Newtonian gravity then... — creativesoul

Yes, from a far away planet, with the variable attraction from the dome itself being neglected.

Where's it being accounted for here? — creativesoul

The presence of a uniform and constant field of gravity g is assumed in the setup of the problem. It's the source of the weight, mg, of the ball bearing. It's thus, indirectly, the source of the radial (horizontal) component of the reaction force exerted by the surface on the ball. This reaction force vector is constrained (when summed up with the weight vector) to maintaining the acceleration vector along the tangent to the slope. The radial component of the reaction force is proportional to the sine of the slope at the point of contact with the ball, and hence null when the ball is located at the apex. Those assumptions, together with Newton's second law, allow the derivation of the equations of motion of the ball. Since there is a plurality of such physically possible equations of motion, the system is indeterministic.
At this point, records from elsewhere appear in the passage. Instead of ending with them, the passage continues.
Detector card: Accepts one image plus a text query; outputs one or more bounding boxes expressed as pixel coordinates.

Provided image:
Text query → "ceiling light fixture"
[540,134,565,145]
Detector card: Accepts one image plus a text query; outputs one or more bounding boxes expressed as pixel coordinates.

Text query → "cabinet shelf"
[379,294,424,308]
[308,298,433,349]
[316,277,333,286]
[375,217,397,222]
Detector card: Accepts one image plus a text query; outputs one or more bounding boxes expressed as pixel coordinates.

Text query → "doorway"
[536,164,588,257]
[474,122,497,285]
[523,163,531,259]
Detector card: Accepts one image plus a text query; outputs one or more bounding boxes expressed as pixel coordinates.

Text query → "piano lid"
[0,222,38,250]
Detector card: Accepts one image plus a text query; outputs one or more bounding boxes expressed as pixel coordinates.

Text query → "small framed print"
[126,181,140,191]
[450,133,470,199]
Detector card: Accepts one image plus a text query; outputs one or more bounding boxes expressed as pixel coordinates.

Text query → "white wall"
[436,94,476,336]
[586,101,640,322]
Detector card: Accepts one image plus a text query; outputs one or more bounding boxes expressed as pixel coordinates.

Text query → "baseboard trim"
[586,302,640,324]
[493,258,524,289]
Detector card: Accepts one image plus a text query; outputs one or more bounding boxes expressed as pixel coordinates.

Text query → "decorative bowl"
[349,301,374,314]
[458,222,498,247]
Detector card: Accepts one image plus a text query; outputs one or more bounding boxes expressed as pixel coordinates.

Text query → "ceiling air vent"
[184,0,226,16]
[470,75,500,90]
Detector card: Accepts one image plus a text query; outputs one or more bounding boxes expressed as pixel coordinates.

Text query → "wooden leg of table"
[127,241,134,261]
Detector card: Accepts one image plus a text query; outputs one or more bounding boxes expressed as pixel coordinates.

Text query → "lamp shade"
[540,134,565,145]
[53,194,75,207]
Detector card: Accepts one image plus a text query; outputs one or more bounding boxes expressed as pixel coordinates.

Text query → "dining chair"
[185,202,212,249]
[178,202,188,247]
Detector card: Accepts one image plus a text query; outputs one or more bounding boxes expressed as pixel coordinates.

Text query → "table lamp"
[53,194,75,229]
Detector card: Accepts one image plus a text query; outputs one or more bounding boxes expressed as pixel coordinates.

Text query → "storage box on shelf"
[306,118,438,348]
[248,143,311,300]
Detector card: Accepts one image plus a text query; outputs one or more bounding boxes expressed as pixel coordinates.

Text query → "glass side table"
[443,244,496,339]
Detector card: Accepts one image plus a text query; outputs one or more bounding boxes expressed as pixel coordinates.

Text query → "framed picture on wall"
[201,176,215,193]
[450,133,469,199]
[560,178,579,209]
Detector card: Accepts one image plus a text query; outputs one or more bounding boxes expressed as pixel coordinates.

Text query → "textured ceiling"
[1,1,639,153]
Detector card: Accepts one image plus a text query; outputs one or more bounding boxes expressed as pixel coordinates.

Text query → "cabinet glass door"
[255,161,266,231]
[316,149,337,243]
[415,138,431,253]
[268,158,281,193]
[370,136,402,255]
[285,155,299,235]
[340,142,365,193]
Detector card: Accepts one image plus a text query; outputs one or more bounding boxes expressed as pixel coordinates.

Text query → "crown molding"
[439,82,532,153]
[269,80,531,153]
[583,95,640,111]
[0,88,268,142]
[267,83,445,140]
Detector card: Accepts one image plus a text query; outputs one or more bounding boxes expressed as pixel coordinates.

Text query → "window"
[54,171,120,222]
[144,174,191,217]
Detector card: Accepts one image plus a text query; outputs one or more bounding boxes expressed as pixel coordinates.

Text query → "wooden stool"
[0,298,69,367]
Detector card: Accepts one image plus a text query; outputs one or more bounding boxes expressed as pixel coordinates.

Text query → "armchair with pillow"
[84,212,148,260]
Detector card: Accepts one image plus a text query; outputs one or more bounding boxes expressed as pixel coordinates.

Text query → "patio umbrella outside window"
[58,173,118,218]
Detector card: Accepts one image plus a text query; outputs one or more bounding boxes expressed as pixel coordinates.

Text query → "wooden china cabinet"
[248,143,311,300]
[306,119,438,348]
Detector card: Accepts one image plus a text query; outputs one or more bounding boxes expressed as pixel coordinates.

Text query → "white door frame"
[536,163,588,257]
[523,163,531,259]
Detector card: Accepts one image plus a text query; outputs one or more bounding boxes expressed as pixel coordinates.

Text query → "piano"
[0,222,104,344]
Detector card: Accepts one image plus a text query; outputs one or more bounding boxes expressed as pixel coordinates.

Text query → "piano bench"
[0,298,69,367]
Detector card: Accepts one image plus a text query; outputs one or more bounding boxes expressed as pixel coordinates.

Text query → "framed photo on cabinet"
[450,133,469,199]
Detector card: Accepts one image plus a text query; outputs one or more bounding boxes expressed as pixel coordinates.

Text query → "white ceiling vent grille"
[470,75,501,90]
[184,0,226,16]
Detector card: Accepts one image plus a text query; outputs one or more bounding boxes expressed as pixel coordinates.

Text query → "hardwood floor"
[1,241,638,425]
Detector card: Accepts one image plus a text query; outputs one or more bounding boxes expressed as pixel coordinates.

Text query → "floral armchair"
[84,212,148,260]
In that case the path that involves the ball having always been at the top of the dome will not be consistent, under the 2nd law, with the current state of the cannon or the cue stick (eg heat, momentum) Also, the momentum of the dome will be different in both cases, as the ball transfers its horizontal momentum to the dome (3rd law) as it climbs to the top. — andrewk

I had always assumed that the equation of motion of the ball (away from the potential bifurcation point) was as given in Norton's paper. For this solution to be exact, the potential motion of the dome is neglected. It this had not been the case, the force that maintains the dome up against gravity would have to be specified, as well as the dome's mass, moment of inertia, etc. Those complications would seem to be quite beside the issue being discussed in the paper (or in this thread). The surface of the dome is better conceived as a strict restriction on the range of motion of the ball, providing a reaction force just as strong as needed to keep the sphere along this mathematically defined surface.

In that case it is impossible for the ball to roll up the dome, because there is nothing to give it the necessary upward impulse. So if we observe it sitting at the top of the dome, the only possible history is that it has always been there. This can all be derived from the 2nd law alone. The 1st law is not needed. — andrewk

I don't see any reason why a physical system can't have some of its components initially in a state of motion. Velocity is relative to an inertial referential frame anyway. If it was initially at rest in some inertial frame, then it was initially moving relative to another inertial frame. And the laws of classical mechanics are Galilean-invariant. Les us assume that the ball has been shot up with a canon, or hit with a cue stick, if you like. The laws of motion govern its state of motion, thereafter, from the time after it was shot (or hit) right up until the time when it reaches the top of the dome.

I am assuming that the dynamical equations, together with whatever supplementary laws might be posited, which govern the system determine the set of the physically possible histories of the system. I am assuming that the system consists in the dome, the ball bearing, the ambient gravitational field, and nothing else. The physically possible histories are being represented by trajectories in phase space. The system is deemed deterministic (in the time-asymmetrical sense) if the set of all the physically possible trajectories in phase space present no bifurcations. A backward looking bifurcation at T would consist in a case where two or more partial histories of the system before T would be consistent (in respect of physical possibility) with the same unique partial history after T. Your law seems to allow for this possibility.

Also, since the laws of classical mechanics are symmetrical with respect to time, it's deemed to be impossible to tell if a movie depicting a segment of the history of a mechanical system is running forwards or backwards. But if your law were governing a system, and a movie was shown of a ball rolling up a Norton dome and coming to rest at the top, then it would be possible to tell for sure that the movie is being run forwards since the time-reversal of this scenario would be physically impossible.